Adam felt the familiar stab of ambivalence mixed with admiration. His father was ever on the lookout for places that bared the nature of man at its noblest and most terrible-in Vietnam, Cambodia, Kosovo, Nigeria, the West Bank, Lebanon, the Sudan. He had embedded himself with American troops during the Gulf War, followed the Afghan rebellion against the Soviets, forging lifelong bonds with a legendary operative for the CIA. It was as though he were engaged in a worldwide game of dare-danger, tragedy, and war had always drawn Benjamin Blaine.

But equal to Ben’s hunger for experience was his iron will to record it with merciless clarity. “Whatever you do,” his father continued, “dream big, take risks, and work harder than whoever else is doing the same thing. Do you know why I’ve succeeded? Not because of talent-I’ve known writers more gifted than I am. But I was driven to wring every molecule out of whatever talent I possessed. Success is not something you aspire to-you have to grab it by the throat.

“There’s a story about Bobby Kennedy I’ve always loved. When Bobby was attorney general, he set out to jail the crook who ran the Teamsters, Jimmy Hoffa. One night Bobby worked on the Hoffa case until two a.m. Driving home, he passed the Teamsters Building, and saw the light on in Hoffa’s office. So he turned around and drove back to work.” Chuckling with fondness for the image, Ben concluded firmly, “There’ll be people better and smarter than you, Adam. There always are. Your strength must be to want it more, and let nothing get in the way. They called Robert Kennedy ruthless. But for a few months before he died, when I joined his campaign, I knew Bobby very well, and I can tell you he was most ruthless with himself. That’s how you should be.”

In this story, Adam knew, lay a key to his father’s psyche, part of which was his deep admiration-even love-for Robert Kennedy.
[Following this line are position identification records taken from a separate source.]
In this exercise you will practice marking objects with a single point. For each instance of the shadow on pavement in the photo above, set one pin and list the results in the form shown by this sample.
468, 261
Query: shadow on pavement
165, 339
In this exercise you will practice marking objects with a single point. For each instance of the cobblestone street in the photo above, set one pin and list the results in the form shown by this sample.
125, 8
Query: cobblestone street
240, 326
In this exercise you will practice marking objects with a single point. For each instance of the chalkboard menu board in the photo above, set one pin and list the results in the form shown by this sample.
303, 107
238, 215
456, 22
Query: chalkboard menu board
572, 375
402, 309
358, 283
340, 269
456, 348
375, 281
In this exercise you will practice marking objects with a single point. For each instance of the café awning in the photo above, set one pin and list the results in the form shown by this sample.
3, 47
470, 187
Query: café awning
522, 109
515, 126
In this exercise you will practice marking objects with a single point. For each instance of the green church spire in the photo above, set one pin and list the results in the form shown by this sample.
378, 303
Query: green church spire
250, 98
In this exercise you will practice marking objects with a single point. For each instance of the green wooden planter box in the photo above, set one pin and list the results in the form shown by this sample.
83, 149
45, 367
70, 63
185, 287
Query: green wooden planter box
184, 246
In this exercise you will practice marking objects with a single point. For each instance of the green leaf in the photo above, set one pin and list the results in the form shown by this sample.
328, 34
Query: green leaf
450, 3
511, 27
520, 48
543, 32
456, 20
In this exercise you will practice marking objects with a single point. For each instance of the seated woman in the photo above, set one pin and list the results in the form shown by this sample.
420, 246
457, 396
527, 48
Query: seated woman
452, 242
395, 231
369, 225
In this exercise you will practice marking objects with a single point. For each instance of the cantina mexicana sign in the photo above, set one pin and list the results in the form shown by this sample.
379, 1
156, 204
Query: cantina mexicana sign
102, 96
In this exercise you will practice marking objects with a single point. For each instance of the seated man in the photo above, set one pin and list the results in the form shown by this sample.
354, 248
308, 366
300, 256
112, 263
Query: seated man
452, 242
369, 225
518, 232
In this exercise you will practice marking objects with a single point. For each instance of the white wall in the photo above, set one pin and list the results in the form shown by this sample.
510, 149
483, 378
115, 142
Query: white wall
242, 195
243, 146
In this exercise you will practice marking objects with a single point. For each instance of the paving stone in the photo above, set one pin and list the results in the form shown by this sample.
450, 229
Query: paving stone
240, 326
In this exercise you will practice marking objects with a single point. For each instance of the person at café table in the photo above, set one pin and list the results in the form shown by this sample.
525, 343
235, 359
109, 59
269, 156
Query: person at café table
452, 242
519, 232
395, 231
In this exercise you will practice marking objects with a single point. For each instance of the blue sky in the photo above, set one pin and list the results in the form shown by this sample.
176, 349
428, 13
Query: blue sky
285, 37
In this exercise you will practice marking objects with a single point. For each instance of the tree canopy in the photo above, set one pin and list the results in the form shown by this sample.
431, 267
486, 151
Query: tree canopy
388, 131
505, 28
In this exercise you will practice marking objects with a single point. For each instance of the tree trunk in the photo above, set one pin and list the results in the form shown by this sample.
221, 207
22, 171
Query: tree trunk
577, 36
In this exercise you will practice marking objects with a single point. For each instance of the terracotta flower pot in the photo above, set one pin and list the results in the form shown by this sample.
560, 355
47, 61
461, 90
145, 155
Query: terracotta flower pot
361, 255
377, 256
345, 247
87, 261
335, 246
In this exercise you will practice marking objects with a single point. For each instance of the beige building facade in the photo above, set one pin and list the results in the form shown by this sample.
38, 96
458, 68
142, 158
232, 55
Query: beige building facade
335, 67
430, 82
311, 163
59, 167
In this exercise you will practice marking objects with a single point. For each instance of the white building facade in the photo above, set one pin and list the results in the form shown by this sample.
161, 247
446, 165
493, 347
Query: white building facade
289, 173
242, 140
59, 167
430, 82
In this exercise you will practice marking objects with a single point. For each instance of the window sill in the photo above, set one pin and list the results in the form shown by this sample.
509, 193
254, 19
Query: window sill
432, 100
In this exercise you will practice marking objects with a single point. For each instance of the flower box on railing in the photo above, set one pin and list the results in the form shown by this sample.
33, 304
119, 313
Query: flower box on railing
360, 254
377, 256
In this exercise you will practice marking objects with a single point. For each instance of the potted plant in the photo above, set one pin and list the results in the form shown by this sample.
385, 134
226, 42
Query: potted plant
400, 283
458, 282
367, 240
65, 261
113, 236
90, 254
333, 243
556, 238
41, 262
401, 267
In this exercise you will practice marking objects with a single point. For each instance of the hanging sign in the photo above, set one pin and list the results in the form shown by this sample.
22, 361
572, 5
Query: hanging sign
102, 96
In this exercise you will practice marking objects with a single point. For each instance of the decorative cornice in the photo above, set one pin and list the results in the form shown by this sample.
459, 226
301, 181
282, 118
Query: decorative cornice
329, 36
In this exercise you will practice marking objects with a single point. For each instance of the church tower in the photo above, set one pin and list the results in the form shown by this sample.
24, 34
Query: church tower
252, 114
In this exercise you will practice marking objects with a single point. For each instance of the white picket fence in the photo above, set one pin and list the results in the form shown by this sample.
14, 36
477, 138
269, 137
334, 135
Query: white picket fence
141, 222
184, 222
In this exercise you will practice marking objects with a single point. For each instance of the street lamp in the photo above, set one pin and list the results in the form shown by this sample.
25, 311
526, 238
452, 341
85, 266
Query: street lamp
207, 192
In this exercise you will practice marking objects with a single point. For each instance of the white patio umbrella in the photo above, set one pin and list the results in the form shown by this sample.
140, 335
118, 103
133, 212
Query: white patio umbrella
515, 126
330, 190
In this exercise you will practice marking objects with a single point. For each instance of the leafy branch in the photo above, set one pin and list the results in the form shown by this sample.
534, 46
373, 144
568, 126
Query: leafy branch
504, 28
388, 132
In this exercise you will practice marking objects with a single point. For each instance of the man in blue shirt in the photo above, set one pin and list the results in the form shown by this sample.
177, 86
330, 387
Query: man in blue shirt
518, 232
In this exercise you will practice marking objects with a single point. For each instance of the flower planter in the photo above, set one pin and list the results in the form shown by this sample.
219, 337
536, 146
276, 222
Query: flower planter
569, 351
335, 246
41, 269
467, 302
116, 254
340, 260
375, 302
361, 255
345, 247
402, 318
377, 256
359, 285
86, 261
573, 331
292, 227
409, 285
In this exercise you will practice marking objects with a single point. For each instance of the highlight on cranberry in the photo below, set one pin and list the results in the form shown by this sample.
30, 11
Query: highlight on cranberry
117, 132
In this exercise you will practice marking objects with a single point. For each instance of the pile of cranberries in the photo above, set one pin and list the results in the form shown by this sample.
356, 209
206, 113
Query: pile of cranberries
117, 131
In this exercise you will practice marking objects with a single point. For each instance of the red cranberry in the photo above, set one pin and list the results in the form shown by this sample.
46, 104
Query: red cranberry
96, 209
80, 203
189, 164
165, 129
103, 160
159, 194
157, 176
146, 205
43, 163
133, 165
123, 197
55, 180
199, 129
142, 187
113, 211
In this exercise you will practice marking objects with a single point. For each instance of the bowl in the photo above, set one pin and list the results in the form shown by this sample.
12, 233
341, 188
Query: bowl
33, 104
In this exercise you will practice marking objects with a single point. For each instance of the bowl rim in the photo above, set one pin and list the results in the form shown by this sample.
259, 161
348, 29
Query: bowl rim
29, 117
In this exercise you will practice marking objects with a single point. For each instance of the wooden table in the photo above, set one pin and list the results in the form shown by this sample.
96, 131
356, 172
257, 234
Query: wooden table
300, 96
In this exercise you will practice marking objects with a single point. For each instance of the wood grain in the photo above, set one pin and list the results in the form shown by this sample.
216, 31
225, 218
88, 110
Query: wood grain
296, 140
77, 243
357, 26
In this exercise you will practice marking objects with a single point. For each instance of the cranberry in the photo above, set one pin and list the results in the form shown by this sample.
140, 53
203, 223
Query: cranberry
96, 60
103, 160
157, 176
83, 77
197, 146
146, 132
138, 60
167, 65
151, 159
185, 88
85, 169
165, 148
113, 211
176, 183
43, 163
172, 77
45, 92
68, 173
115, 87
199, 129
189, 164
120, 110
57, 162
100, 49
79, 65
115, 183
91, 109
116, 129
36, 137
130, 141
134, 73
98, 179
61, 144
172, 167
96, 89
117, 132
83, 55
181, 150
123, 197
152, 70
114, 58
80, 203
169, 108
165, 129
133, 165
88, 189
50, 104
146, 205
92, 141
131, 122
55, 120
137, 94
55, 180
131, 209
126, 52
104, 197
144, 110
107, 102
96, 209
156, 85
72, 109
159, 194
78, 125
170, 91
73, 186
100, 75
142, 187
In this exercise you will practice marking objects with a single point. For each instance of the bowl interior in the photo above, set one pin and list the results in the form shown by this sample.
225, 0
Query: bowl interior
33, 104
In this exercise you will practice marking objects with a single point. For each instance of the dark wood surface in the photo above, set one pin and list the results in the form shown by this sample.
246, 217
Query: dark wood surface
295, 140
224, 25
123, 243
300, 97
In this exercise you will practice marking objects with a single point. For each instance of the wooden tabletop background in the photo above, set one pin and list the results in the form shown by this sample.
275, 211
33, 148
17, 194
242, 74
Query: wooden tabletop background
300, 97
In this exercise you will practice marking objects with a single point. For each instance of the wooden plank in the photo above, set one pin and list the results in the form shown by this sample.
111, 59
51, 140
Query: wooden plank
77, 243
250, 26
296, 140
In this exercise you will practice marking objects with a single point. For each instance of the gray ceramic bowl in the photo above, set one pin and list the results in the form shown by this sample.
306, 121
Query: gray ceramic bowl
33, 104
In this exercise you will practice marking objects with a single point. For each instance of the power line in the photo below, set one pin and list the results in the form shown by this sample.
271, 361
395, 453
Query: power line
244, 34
But he could as easily have recounted his night on Chappaquiddick, fly-fishing in a bitter wind that drove his competitors off the beach. Ben held out until dawn, lips blue with cold, at last catching a forty-three-pound bass that set a world record. But the best example was his writing. No doubt Ben was ruthless there-Adam firmly believed he could bury his wife and sons in the morning, and write a chapter in the afternoon. No writer could steal the march on Benjamin Blaine.